A variety of approaches to the treatment of CNS TB have been taken, including combination therapy of an anti-TB treatment (ATT) with an immunosuppressant such as oral prednisolone, parenteral methylprednisolone pulse therapy, or cyclophosphamide monotherapy; however, their efficacy has not been properly established because of the lack of an adequate cohort [11, 21]. In this case, we elected to commence a 12-month course of ATT as per the World Health Organization guidelines. This consisted of a 2-month intensive phase of treatment with oral INAH 5 mg/kg/day, rifampicin 10mg/kg/day, and pyrazinamide 30mg/kg/day, and intramuscular streptomycin 20mg/kg/day, followed by a 10-month maintenance phase of INAH and rifampicin. Adjunctive methylprednisolone pulses (1g/day for 3 days) were also given, followed by an oral maintenance dose (1mg/kg once in the morning) for 1 month and then tapered off over another month. His anticonvulsant therapy was sodium valproate 200mg three times daily and clobazam 10mg twice daily. His nephrologist restarted immunosuppression for the underlying nephrotic syndrome; there was no recurrence of renal disease on azathioprine 50mg once daily.
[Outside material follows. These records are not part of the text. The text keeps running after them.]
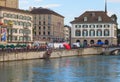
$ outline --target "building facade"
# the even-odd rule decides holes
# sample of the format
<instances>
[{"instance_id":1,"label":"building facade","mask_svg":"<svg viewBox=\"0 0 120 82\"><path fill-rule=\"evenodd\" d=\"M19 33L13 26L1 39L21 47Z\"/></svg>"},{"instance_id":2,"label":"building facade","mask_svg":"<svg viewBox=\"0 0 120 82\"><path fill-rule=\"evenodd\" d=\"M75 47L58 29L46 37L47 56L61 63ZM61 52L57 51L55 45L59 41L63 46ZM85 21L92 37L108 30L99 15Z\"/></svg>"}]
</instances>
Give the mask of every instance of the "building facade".
<instances>
[{"instance_id":1,"label":"building facade","mask_svg":"<svg viewBox=\"0 0 120 82\"><path fill-rule=\"evenodd\" d=\"M64 26L64 41L67 43L71 41L71 27L68 25Z\"/></svg>"},{"instance_id":2,"label":"building facade","mask_svg":"<svg viewBox=\"0 0 120 82\"><path fill-rule=\"evenodd\" d=\"M64 39L64 17L50 9L33 8L34 41L61 42Z\"/></svg>"},{"instance_id":3,"label":"building facade","mask_svg":"<svg viewBox=\"0 0 120 82\"><path fill-rule=\"evenodd\" d=\"M104 42L117 44L117 17L104 11L86 11L72 22L71 41L91 45Z\"/></svg>"},{"instance_id":4,"label":"building facade","mask_svg":"<svg viewBox=\"0 0 120 82\"><path fill-rule=\"evenodd\" d=\"M0 7L0 18L0 22L7 25L7 42L9 44L32 43L33 19L30 12Z\"/></svg>"},{"instance_id":5,"label":"building facade","mask_svg":"<svg viewBox=\"0 0 120 82\"><path fill-rule=\"evenodd\" d=\"M19 0L0 0L0 6L18 9Z\"/></svg>"}]
</instances>

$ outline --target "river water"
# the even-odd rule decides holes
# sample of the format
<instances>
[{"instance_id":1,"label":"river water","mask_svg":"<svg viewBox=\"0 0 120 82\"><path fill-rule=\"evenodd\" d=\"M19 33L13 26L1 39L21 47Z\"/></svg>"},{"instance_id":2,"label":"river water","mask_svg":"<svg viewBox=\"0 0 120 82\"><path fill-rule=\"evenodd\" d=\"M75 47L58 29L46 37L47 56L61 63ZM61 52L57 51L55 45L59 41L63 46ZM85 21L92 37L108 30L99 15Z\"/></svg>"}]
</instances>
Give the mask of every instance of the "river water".
<instances>
[{"instance_id":1,"label":"river water","mask_svg":"<svg viewBox=\"0 0 120 82\"><path fill-rule=\"evenodd\" d=\"M120 56L2 62L0 82L120 82Z\"/></svg>"}]
</instances>

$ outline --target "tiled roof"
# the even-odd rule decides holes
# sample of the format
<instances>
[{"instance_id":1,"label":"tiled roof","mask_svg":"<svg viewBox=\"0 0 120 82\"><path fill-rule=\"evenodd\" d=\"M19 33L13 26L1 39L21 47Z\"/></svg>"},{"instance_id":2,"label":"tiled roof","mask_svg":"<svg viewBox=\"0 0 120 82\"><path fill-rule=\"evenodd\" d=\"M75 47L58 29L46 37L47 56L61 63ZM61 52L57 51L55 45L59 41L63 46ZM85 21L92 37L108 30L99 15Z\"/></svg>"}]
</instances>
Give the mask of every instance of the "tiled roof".
<instances>
[{"instance_id":1,"label":"tiled roof","mask_svg":"<svg viewBox=\"0 0 120 82\"><path fill-rule=\"evenodd\" d=\"M21 9L3 7L3 6L0 6L0 10L15 11L15 12L22 12L22 13L29 13L30 14L30 12L28 10L21 10Z\"/></svg>"},{"instance_id":2,"label":"tiled roof","mask_svg":"<svg viewBox=\"0 0 120 82\"><path fill-rule=\"evenodd\" d=\"M47 9L47 8L42 8L42 7L40 7L40 8L33 8L31 13L32 14L53 14L53 15L57 15L57 16L60 16L60 17L64 18L64 16L56 13L55 11Z\"/></svg>"},{"instance_id":3,"label":"tiled roof","mask_svg":"<svg viewBox=\"0 0 120 82\"><path fill-rule=\"evenodd\" d=\"M87 18L87 21L84 21L84 17ZM98 17L101 17L101 21L98 21ZM73 23L116 23L109 17L104 11L86 11L79 17L75 18Z\"/></svg>"}]
</instances>

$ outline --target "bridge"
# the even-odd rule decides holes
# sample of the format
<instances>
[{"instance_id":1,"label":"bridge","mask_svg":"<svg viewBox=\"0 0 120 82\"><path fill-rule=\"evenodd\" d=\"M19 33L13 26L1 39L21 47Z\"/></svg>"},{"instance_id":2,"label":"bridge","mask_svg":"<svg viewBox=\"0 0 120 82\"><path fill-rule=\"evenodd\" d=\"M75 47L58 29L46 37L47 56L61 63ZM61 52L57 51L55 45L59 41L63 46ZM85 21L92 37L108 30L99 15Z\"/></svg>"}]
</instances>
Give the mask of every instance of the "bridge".
<instances>
[{"instance_id":1,"label":"bridge","mask_svg":"<svg viewBox=\"0 0 120 82\"><path fill-rule=\"evenodd\" d=\"M120 47L107 47L103 48L101 55L120 55Z\"/></svg>"}]
</instances>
The combination of treatments put our patient at increased risk of liver injury. We would have stopped therapy if there had been any evidence of hepatotoxicity, and would have started him on bridging therapy with non-hepatotoxic ATT until the liver injury had resolved. We also monitored his renal function to guide any dose adjustments. Regular monitoring found that his serum creatinine concentration and liver function test results remained normal throughout his treatment regime. He responded well to treatment—the convulsions resolved rapidly once ATT had started. Surveillance imaging showed no further progression of the cerebral lesions, further supporting the diagnosis and choice of treatment strategy. The weakness in his left arm persisted, however, suggesting that there had nonetheless been a permanent brain injury. He was subsequently able to achieve a partial improvement in left arm power after intensive rehabilitation.

Conclusion

Our patient, who was taking immunosuppressants for nephrotic syndrome, developed cerebral TB vasculitis causing multiple cortical and basal ganglia infarctions despite LTBT. The effectiveness of LTBT in immunocompromised patients requires further evaluation in large-scale studies. We propose that our patient was infected with an INAH-resistant M. tuberculosis species. An ATT regime combined with steroids adequately controlled the progression of CNS TB vasculitis in this case. Further studies are needed to understand the pathophysiologic basis for the association between cerebral vasculitis and epilepsia partialis continua.

Consent

Written informed consent was obtained from the patient and his legal guardian(s) for publication of this case report and any accompanying images. A copy of the written consent is available for review by the Editor-in-Chief of this journal.